うつ病の症状を改善【自分ではコントロールのできない気分の変化】

一人で悩まず病院に相談を

看護師

種類によって治療が異なる

近年、身近な病気となってきたうつ病は、心療内科や精神科で診断を受け、根気強く治療を続けることで、症状が改善すると言われています。うつ病の初期症状として代表的なものは、頻繁に起こる倦怠感や焦燥感、ストレスからくる睡眠不足などが挙げられます。精神的な疾患の疑いや生き辛さを感じる人は、かかりつけの病院に相談したり、ネットでも検索できるチェックシートで、自己診断したりすることをおすすめします。うつ病の治療では、心療内科等でカウンセリングを行い、適切な抗うつ薬を処方してもらうなどして、定期的に治療に取り組む必要があります。診察では、保険が適応されることがほとんどなため、びっくりするような高額な医療費がかかる心配はありません。病院によって差がありますが、二千円から五千円程度の医療費がかかり、薬代として数千円がかかる場合がほとんどのようです。症状によって変わりますが、初めの診察は週に一回程度の頻度が多く、落ち着いてくると回数が減ったり、重症になったりすると入院することも考えられます。抗うつ薬は、人によって効果の出方に差がありますが、脳内のホルモンバランスを整え、精神的に安定する役割があるため、うつ病患者にとって救世主と言える薬です。「毎日、眠れない」や「常にやる気が出ない」といった症状がある人は、病院を受診し、適切な治療を行って症状を抑えることが大切です。一言で「うつ病」と言っても、さまざまな種類や症状があり、専門の医師でないと判断することが大変難しいと言われています。

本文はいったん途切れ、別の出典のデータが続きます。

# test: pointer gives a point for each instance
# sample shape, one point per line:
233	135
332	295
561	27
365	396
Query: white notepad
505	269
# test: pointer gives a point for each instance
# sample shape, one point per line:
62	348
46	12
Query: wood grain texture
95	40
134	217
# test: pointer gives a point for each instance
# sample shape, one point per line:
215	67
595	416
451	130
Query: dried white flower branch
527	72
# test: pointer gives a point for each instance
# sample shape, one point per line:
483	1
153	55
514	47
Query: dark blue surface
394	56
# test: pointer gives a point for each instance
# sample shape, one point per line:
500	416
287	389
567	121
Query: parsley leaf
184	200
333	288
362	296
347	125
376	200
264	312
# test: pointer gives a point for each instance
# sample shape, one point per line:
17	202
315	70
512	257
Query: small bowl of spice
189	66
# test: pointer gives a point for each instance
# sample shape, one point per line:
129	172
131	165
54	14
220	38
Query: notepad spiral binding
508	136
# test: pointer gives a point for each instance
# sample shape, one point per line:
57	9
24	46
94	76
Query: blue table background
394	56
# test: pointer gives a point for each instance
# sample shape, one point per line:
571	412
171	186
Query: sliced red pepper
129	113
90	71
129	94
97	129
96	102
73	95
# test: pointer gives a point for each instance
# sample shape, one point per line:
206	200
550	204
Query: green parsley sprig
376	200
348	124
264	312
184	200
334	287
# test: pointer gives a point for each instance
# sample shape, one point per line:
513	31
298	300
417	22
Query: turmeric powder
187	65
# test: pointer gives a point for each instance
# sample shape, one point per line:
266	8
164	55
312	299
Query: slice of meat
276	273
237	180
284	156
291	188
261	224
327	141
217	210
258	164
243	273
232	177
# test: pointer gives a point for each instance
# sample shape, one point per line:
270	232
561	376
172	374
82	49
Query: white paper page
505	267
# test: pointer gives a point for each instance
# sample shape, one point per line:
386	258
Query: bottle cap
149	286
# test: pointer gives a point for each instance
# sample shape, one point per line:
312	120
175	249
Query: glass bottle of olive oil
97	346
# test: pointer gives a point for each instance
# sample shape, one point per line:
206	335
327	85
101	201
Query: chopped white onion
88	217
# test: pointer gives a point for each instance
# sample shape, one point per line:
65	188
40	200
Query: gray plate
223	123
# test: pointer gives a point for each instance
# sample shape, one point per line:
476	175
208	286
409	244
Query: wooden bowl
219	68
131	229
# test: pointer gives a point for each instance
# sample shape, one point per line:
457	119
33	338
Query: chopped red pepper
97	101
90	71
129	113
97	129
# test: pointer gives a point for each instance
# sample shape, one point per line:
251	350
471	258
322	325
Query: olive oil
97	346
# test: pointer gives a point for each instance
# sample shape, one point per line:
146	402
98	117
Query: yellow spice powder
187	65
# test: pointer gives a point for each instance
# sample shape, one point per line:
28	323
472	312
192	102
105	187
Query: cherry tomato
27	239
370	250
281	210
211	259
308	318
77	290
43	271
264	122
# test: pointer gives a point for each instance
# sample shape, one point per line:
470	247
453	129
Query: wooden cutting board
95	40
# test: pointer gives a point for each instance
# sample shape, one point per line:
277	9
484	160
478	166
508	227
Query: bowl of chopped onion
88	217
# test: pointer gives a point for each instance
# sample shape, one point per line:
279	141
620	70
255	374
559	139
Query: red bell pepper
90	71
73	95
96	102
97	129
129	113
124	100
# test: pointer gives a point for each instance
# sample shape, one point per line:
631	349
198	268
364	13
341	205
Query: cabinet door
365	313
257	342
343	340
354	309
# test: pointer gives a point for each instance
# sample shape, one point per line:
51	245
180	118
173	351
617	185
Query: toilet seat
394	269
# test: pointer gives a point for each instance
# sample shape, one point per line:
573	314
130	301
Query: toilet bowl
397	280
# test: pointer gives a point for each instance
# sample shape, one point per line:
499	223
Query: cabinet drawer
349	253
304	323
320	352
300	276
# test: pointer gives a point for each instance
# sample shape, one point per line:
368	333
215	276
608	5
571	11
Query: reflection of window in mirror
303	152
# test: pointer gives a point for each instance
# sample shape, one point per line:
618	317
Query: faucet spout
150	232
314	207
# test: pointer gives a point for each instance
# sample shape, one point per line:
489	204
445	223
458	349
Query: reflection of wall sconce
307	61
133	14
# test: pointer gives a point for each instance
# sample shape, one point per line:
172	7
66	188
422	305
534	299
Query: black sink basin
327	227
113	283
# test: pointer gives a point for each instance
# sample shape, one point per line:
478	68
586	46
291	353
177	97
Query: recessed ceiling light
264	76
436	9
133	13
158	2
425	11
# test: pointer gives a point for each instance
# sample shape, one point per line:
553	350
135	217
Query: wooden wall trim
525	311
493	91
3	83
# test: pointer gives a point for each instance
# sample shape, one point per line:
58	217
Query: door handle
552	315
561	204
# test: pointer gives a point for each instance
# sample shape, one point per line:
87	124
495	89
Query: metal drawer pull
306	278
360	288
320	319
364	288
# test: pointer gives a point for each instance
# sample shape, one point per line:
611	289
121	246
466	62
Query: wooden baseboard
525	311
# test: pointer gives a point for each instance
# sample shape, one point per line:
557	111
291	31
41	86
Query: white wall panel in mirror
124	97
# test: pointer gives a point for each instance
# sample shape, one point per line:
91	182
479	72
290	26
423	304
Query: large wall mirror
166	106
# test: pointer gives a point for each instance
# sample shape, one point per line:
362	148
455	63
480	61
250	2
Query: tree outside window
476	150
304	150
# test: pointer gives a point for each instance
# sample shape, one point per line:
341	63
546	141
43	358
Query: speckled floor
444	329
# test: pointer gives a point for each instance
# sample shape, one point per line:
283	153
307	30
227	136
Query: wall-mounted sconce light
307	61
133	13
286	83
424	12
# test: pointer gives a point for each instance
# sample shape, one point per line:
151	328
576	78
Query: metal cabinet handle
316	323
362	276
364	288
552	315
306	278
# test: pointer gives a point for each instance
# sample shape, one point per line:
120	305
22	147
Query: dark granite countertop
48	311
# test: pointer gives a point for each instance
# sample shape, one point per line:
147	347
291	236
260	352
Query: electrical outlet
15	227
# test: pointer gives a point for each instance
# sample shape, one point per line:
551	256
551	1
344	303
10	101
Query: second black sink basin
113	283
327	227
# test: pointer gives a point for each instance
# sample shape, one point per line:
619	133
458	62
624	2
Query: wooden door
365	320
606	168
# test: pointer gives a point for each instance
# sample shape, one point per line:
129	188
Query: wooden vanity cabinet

辛い出来事がきっかけで発症したり、脳内のホルモンバランスの異常が原因で症状が表れたりしていることがほとんどです。よく知られているのが、「メランコリー親和型」と呼ばれるうつ病で、誠実で真面目な人が、一人で問題を抱え込んでしまって発症する病気とされています。忠実な性格の人がなりやすく、たくさんの仕事を抱え込み、心身が持たなくなって、不眠や強迫観念に悩まされるなどの症状が表れます。最近、よく聞かれるようになった「非定型」と呼ばれる種類は、「新型うつ病」という名称でも知られています。気分が落ち込み、倦怠感に襲われていても、趣味など好きなことをすると症状が治まるため、ただの我がままと勘違いされやすい病気です。この種類は、精神的に成熟していないことが原因で発症するため、若い人から中高年まで、幅広い人がかかる可能性があります。その他にも、出産後にホルモンのバランスが崩れることで発症する「産後うつ」や、精神疾患よりも身体的疾患が表れやすい「仮面うつ」などが挙げられます。どのうつ病も、気分の低下や身体的な異常が表れることが多く、酷くなると日常生活が送れなくなるため、早めの受診をおすすめします。